Selon le Groupe d’experts intergouvernemental sur l’évolution du climat GIEC/IPCC, Climate Change Impacts, Adaptation and Vulnerability Chapter 9 : Africa. 2022). L’Afrique est particulièrement vulnérable aux effets du changement climatique. Le continent connaît déjà des pertes et des dommages liés notamment aux pénuries d’eau, à la réduction de la production alimentaire et aux événements climatiques extrêmes. Le GIEC souligne également que 95 % des terres cultivées en Afrique sont dépendantes des précipitations, ce qui expose fortement les systèmes agricoles aux variations du climat.
B) L’imprévisibilité climatique : un nouvel ennemi du paysan
Le premier grand défi auquel font face les producteurs est l’imprévisibilité croissante des conditions météorologiques. Les périodes de sécheresse, les fortes chaleurs et les déficits pluviométriques peuvent provoquer un stress hydrique important pour les cultures.
Des productions essentielles comme le mil, l’arachide, le maïs ou encore certains arbres fruitiers peuvent manquer d’eau à des moments cruciaux de leur développement. Cette situation ralentit leur croissance et peut provoquer une diminution importante des rendements.
Au Sénégal, cette vulnérabilité est particulièrement importante en raison du poids de l’agriculture pluviale. La Banque mondiale à travers (Groundswell Africa – Deep Dive into Internal Climate Migration in Senegal) souligne que le pays est fortement exposé aux sécheresses et aux inondations et que cette vulnérabilité est accentuée par la dépendance d’une grande partie des ménages agricoles aux précipitations. Elle indique également que les déficits pluviométriques peuvent entraîner une diminution de la production alimentaire et de la consommation des ménages.
À la rareté de l’eau peut succéder la violence des précipitations. Les pluies intenses et les inondations peuvent dégrader les terres agricoles, provoquer l’érosion des sols et détruire en quelques heures le travail réalisé pendant plusieurs mois.
Une étude de la Banque mondiale consacrée aux zones agricoles du Sénégal : Groundswell Africa – Deep Dive into Internal Climate Migration in Senegal identifie d’ailleurs la sécheresse, les invasions de ravageurs, les inondations, l’érosion côtière et d’autres phénomènes climatiques comme des risques majeurs pour le pays.
C) Quand le climat favorise les ravageurs
Parallèlement aux chocs thermiques et hydriques, les agriculteurs doivent faire face à une pression croissante exercée par les ravageurs et certaines maladies des plantes. La hausse des températures et la modification des conditions environnementales peuvent favoriser l’expansion géographique de certains insectes et agents pathogènes et modifier leurs cycles biologiques.
La FAO (FAO, Food security and agriculture: accelerating adaptation – SAGA 2, Senegal) souligne que le changement climatique peut modifier la distribution géographique des ravageurs et créer des conditions favorables à leur établissement dans de nouvelles régions. Cette évolution représente un risque supplémentaire pour les agriculteurs, notamment les petits producteurs qui disposent de moyens limités pour protéger leurs cultures.

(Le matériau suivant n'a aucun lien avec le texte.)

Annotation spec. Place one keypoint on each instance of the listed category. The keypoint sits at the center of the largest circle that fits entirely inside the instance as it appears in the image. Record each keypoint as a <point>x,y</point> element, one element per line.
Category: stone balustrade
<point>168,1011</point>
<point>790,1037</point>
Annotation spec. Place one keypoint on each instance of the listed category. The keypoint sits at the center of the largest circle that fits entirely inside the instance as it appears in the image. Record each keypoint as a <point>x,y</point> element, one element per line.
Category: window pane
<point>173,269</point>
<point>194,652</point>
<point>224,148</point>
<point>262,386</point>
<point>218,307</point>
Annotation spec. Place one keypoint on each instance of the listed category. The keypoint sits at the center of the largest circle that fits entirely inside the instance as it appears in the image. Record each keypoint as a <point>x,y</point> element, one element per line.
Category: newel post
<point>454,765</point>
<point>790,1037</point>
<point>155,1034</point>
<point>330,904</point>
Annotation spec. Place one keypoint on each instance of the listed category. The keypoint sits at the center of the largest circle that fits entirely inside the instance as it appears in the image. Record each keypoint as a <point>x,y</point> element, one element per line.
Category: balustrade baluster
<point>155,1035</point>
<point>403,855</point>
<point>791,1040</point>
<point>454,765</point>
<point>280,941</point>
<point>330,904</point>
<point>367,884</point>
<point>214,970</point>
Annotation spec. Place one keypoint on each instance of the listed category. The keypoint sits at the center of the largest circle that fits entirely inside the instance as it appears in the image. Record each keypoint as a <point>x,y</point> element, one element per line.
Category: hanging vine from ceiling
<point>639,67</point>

Ainsi, le paysan se retrouve face à une double pression : d’un côté, les sécheresses, les fortes chaleurs et les pluies extrêmes ; de l’autre, l’évolution des ravageurs et des maladies des plantes.
D) Une agriculture fragilisée, une économie rurale sous pression
Les conséquences de cette double pression, climatique et biologique, se mesurent directement au moment des récoltes. Lorsque les rendements diminuent, ce n’est pas uniquement la quantité de nourriture disponible qui est affectée. Les revenus des producteurs, la sécurité alimentaire des ménages et dans certains cas, les prix des denrées peuvent également subir les conséquences de ces chocs.
Le GIEC (2022) indique que le changement climatique a déjà contribué à ralentir la croissance de la productivité agricole en Afrique. Il estime notamment que les rendements du maïs et du blé en Afrique subsaharienne ont diminué en moyenne sous l’effet du changement climatique au cours de la période étudiée. Les projections montrent également que le stress hydrique et la réduction des saisons de croissance pourraient accentuer les difficultés agricoles avec la poursuite du réchauffement.
Pour les paysans, cette instabilité permanente engendre donc une fragilité économique grandissante. Entre l’augmentation des dépenses nécessaires pour protéger les cultures, les pertes de récoltes et la diminution des rendements, l’équilibre financier de nombreuses exploitations devient de plus en plus précaire.
Mais derrière cette crise agricole se dessine une autre conséquence, moins visible dans les statistiques agricoles : le déplacement des populations rurales vers les villes.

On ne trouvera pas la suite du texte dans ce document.